The nursing department will network with the patient’s primary care doctor if there are aspects of the care that need more specific background information such as immunizations, recent diagnosis and treatment. The nurses also stay current regarding the resident’s medical status regarding any other medical concerns or issues and therapy progress. They are continually communicating with the nurse practitioners and primary physician at The Maplewood regarding skilled nursing and medical needs. They also provide emotional support and caring to the resident in conjunction with nursing care and treatment.

Therapy

The therapy staff has a major role in the success of treatment for rehabilitation patients. They assess each person regarding their physical status and all of their physical limitations, conditions and cognitive abilities.
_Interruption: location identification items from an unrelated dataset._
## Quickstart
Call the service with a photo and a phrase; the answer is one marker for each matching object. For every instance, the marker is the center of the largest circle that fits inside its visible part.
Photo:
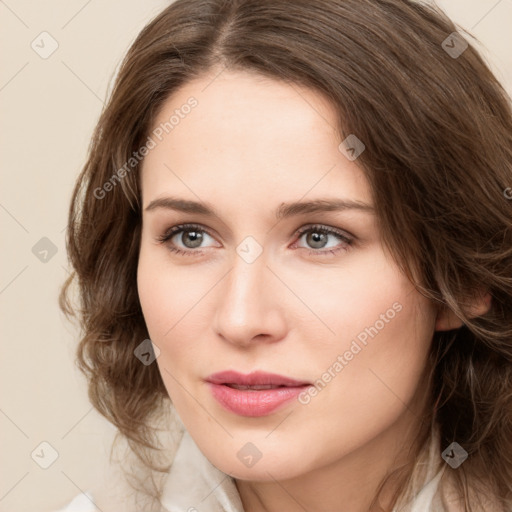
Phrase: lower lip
(254, 403)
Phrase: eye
(190, 235)
(318, 236)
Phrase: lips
(255, 394)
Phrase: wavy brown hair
(438, 135)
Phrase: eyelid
(343, 235)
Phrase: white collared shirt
(195, 485)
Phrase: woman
(293, 232)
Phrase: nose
(250, 305)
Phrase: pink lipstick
(255, 394)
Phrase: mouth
(255, 394)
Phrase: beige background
(49, 108)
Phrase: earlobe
(447, 319)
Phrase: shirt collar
(194, 484)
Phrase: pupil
(317, 239)
(196, 238)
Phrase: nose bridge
(247, 305)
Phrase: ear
(447, 319)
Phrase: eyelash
(348, 241)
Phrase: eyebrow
(284, 210)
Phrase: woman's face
(276, 280)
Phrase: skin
(251, 144)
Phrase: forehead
(249, 136)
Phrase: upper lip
(258, 378)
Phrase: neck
(349, 484)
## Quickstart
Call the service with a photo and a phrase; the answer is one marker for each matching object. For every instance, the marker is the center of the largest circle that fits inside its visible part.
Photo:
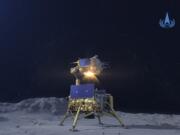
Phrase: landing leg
(99, 119)
(76, 118)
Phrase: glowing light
(89, 74)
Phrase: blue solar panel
(82, 91)
(84, 62)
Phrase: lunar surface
(41, 116)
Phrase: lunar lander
(84, 99)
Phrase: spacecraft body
(84, 98)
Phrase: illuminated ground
(27, 122)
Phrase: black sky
(39, 39)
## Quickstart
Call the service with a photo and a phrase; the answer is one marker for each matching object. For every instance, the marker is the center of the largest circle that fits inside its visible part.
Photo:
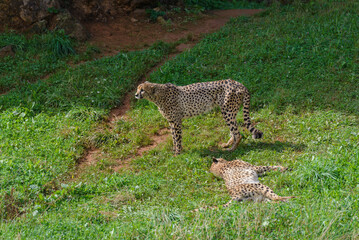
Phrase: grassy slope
(45, 126)
(301, 65)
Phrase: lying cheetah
(177, 102)
(242, 180)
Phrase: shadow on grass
(244, 148)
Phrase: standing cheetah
(242, 182)
(177, 102)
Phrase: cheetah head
(144, 90)
(217, 166)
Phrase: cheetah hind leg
(229, 143)
(268, 193)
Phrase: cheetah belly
(235, 177)
(195, 104)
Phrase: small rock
(138, 13)
(6, 51)
(71, 26)
(39, 27)
(161, 20)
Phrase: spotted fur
(178, 102)
(242, 182)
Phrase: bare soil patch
(122, 33)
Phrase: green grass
(300, 63)
(45, 126)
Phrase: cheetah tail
(247, 121)
(284, 199)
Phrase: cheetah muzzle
(178, 102)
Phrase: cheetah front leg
(230, 119)
(262, 169)
(176, 130)
(259, 192)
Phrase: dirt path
(123, 33)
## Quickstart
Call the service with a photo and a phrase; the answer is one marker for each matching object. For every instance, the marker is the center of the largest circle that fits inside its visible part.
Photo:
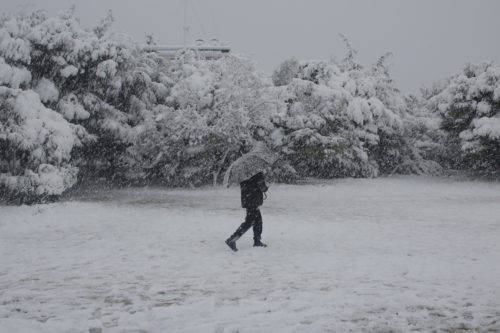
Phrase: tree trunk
(219, 169)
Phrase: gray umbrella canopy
(248, 165)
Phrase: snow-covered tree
(469, 107)
(343, 120)
(214, 110)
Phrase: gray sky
(430, 39)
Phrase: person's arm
(261, 183)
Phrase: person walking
(252, 197)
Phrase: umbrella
(248, 165)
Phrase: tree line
(83, 105)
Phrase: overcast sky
(430, 39)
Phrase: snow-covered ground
(382, 255)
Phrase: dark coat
(252, 191)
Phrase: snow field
(383, 255)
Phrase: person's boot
(231, 243)
(258, 243)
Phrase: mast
(185, 27)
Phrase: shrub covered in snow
(343, 120)
(66, 87)
(214, 110)
(469, 107)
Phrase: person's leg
(231, 241)
(257, 225)
(257, 228)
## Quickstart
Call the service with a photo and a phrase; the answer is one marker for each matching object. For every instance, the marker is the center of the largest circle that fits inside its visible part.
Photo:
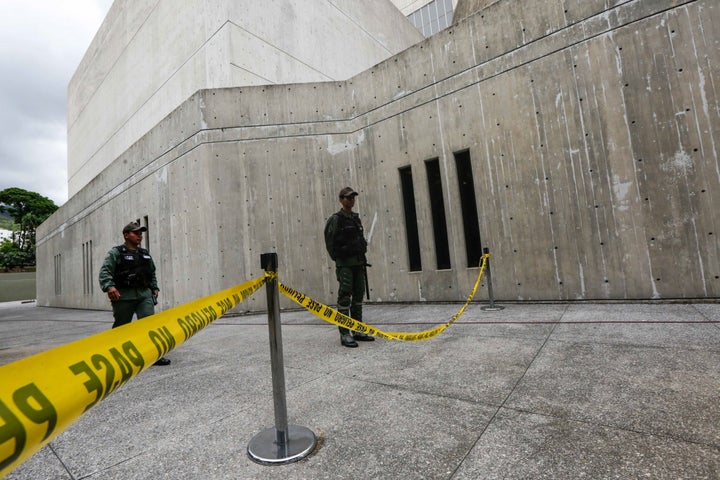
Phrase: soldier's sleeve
(107, 271)
(153, 279)
(330, 228)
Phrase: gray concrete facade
(591, 127)
(149, 56)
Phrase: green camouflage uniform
(350, 271)
(132, 300)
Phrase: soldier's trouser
(350, 292)
(123, 310)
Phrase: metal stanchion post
(492, 307)
(284, 443)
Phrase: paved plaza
(533, 391)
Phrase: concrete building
(577, 140)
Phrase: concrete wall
(592, 132)
(151, 55)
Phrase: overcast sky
(41, 45)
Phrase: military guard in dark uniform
(128, 277)
(346, 244)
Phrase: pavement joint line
(512, 390)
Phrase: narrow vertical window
(468, 206)
(87, 268)
(58, 275)
(147, 233)
(411, 228)
(437, 207)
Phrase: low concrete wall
(592, 136)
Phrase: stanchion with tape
(333, 316)
(284, 443)
(42, 395)
(492, 307)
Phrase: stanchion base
(263, 447)
(494, 308)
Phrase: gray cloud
(41, 44)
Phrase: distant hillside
(6, 221)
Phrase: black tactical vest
(349, 239)
(133, 268)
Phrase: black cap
(134, 227)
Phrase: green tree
(28, 210)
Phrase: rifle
(367, 285)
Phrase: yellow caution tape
(333, 316)
(42, 395)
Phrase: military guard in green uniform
(128, 277)
(346, 244)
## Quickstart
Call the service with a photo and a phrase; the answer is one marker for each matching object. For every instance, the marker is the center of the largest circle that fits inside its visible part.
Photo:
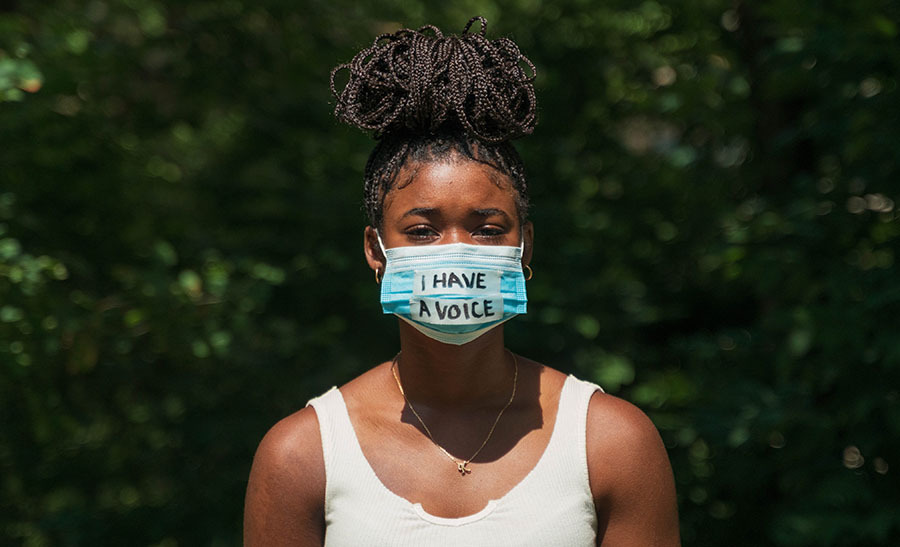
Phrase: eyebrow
(431, 211)
(420, 211)
(490, 212)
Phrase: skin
(458, 391)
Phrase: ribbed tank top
(552, 505)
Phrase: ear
(371, 248)
(528, 239)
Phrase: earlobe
(372, 250)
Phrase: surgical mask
(456, 292)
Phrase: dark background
(714, 189)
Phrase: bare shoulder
(286, 491)
(630, 475)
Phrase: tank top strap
(564, 466)
(340, 448)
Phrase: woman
(455, 440)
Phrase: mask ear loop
(526, 267)
(378, 272)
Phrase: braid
(426, 96)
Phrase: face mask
(453, 293)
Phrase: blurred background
(717, 237)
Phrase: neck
(444, 375)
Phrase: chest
(413, 466)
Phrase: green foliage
(716, 240)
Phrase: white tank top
(551, 506)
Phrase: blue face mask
(453, 293)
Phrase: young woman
(456, 440)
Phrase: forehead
(450, 184)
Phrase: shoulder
(630, 475)
(286, 490)
(617, 428)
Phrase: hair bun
(420, 81)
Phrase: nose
(456, 235)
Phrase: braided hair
(426, 97)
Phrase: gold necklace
(461, 465)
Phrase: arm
(630, 476)
(286, 492)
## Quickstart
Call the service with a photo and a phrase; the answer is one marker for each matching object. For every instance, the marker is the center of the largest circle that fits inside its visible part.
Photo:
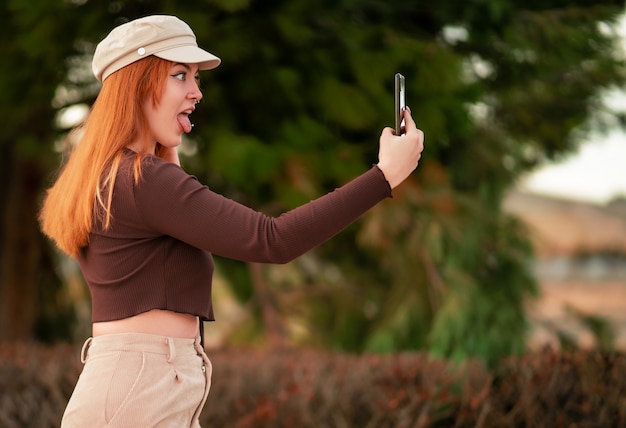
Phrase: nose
(195, 92)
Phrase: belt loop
(84, 349)
(172, 353)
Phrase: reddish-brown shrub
(287, 388)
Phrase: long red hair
(85, 184)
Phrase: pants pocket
(124, 381)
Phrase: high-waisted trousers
(139, 380)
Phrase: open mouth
(184, 122)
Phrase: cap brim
(190, 55)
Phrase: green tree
(296, 109)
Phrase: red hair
(85, 184)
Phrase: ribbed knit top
(157, 252)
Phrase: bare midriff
(156, 321)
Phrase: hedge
(306, 388)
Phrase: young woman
(143, 230)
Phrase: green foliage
(296, 109)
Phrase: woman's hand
(398, 156)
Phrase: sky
(596, 173)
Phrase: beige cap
(164, 36)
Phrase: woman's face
(168, 120)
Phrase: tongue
(184, 122)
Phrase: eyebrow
(187, 66)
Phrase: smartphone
(400, 101)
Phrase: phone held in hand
(400, 101)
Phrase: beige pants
(139, 380)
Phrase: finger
(388, 130)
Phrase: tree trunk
(20, 251)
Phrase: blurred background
(510, 236)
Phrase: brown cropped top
(156, 254)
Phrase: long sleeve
(176, 204)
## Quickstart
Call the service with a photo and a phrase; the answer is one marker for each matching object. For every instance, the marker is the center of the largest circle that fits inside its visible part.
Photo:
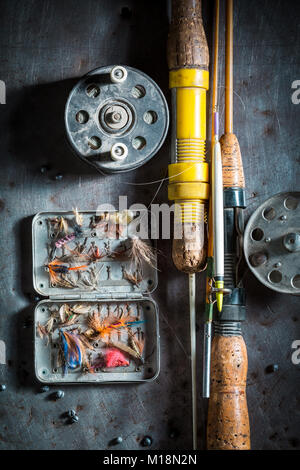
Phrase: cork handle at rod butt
(187, 44)
(233, 172)
(228, 421)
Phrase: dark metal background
(45, 47)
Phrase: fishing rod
(228, 420)
(188, 60)
(215, 231)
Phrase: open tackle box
(89, 277)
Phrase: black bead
(146, 441)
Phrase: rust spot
(267, 112)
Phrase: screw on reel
(116, 118)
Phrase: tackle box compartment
(112, 294)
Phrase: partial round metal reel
(116, 118)
(272, 243)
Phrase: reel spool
(116, 118)
(272, 243)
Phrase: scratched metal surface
(45, 46)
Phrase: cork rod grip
(232, 164)
(187, 44)
(228, 420)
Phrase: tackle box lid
(108, 277)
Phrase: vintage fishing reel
(272, 243)
(116, 118)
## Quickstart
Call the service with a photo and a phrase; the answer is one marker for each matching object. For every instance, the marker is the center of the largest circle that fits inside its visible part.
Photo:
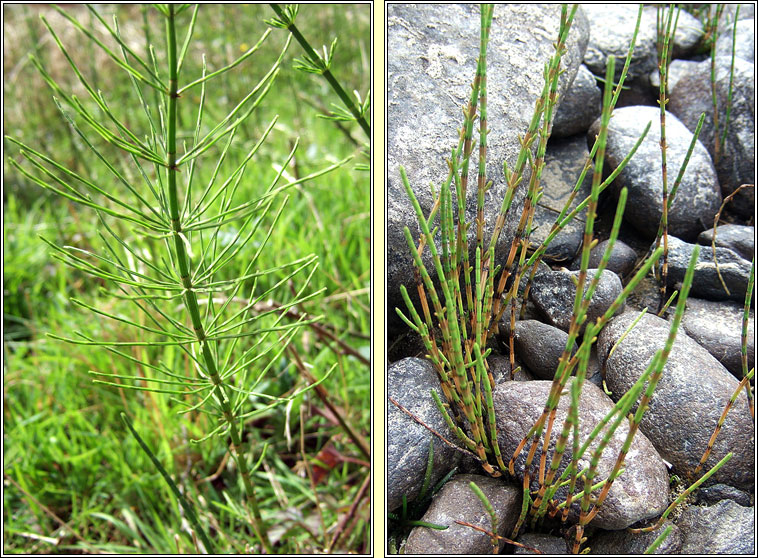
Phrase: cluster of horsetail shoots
(457, 341)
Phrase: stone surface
(717, 326)
(580, 107)
(564, 161)
(699, 196)
(693, 96)
(624, 543)
(432, 62)
(540, 347)
(457, 501)
(553, 294)
(621, 261)
(738, 238)
(725, 528)
(734, 270)
(611, 30)
(710, 495)
(640, 493)
(547, 544)
(689, 398)
(409, 382)
(744, 45)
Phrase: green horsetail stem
(654, 376)
(743, 339)
(490, 511)
(659, 540)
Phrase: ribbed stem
(190, 297)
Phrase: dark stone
(547, 544)
(677, 69)
(457, 501)
(611, 30)
(706, 284)
(738, 238)
(625, 543)
(717, 326)
(409, 382)
(744, 46)
(710, 495)
(725, 528)
(580, 107)
(693, 96)
(698, 198)
(564, 161)
(688, 401)
(553, 293)
(433, 50)
(640, 493)
(621, 261)
(540, 347)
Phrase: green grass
(74, 475)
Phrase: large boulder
(432, 62)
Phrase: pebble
(690, 396)
(564, 161)
(580, 107)
(738, 238)
(434, 51)
(553, 293)
(724, 528)
(547, 544)
(717, 326)
(621, 261)
(640, 493)
(734, 270)
(693, 96)
(625, 543)
(457, 501)
(699, 196)
(409, 382)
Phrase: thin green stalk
(490, 511)
(189, 510)
(323, 65)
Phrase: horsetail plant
(467, 315)
(169, 239)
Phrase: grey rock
(717, 326)
(744, 44)
(540, 347)
(706, 284)
(553, 293)
(457, 501)
(677, 69)
(580, 107)
(710, 495)
(611, 30)
(407, 344)
(699, 197)
(624, 543)
(640, 493)
(747, 11)
(725, 528)
(409, 382)
(693, 96)
(689, 398)
(548, 544)
(738, 238)
(431, 64)
(564, 161)
(500, 367)
(621, 261)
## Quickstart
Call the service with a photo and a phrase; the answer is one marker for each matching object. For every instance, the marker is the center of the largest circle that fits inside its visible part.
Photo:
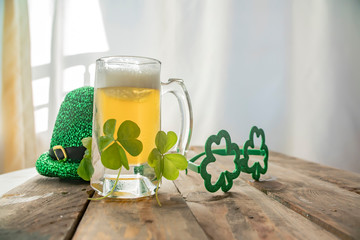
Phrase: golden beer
(140, 105)
(129, 88)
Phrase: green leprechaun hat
(73, 123)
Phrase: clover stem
(157, 188)
(112, 190)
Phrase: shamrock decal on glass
(256, 169)
(225, 176)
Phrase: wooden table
(296, 199)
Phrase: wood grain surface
(296, 199)
(243, 212)
(141, 219)
(43, 208)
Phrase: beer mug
(129, 88)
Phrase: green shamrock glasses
(225, 180)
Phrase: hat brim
(49, 167)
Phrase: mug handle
(177, 87)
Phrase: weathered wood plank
(141, 219)
(43, 208)
(244, 212)
(343, 179)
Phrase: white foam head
(127, 72)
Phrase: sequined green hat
(73, 123)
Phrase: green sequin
(73, 123)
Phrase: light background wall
(289, 67)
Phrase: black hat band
(63, 154)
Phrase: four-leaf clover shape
(256, 169)
(225, 176)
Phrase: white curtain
(18, 148)
(289, 67)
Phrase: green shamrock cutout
(256, 169)
(231, 149)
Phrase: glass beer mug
(129, 88)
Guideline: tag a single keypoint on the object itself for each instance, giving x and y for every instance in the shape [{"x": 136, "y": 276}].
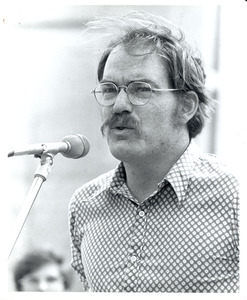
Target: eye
[{"x": 108, "y": 89}]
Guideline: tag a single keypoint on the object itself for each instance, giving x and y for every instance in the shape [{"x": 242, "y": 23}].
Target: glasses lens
[
  {"x": 106, "y": 93},
  {"x": 139, "y": 92}
]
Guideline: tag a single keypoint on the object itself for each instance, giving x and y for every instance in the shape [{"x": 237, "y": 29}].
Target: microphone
[{"x": 72, "y": 146}]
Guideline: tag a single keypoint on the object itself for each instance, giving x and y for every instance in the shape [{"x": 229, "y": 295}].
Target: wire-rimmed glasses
[{"x": 139, "y": 93}]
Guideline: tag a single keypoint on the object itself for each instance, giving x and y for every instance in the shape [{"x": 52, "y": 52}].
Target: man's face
[
  {"x": 147, "y": 131},
  {"x": 45, "y": 279}
]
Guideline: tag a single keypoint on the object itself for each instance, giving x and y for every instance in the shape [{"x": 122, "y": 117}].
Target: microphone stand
[{"x": 41, "y": 174}]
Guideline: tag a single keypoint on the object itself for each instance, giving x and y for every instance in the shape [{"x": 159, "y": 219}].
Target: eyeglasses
[{"x": 139, "y": 93}]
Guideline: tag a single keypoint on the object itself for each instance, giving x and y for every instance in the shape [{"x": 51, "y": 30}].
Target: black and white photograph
[{"x": 123, "y": 146}]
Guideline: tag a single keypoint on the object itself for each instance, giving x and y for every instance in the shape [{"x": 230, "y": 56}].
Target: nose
[{"x": 122, "y": 103}]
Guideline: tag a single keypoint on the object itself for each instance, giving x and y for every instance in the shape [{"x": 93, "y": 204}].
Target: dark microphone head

They develop a personalized program of treatment that promotes progress and success as they encourage, motivate and coach the patient through the process. Previously, traditional rehabilitation stays were approximately 7-10 days depending on the type of elective surgery. Currently, the more complex rehabilitation stays require a longer and more comprehensive approach in order to reach the same level of success for the patient. 

Discharge Planning

When the patient reaches the maintenance level of therapy then the patient is transitioned back home to the community with home care services. This transition involves multiple disciplines; nursing, therapy, dietary and social work as information, recommendations and medical community networking is done in preparation for the discharge. This promotes a smooth transition to the community for the patient whether it’s to the same environment or to a more supportive one.

The commitment that The Maplewood has to its approach to complex rehabilitation admission is another reason why The Maplewood is the premiere skilled nursing long-term care and rehabilitation facility in the Rochester, New York area.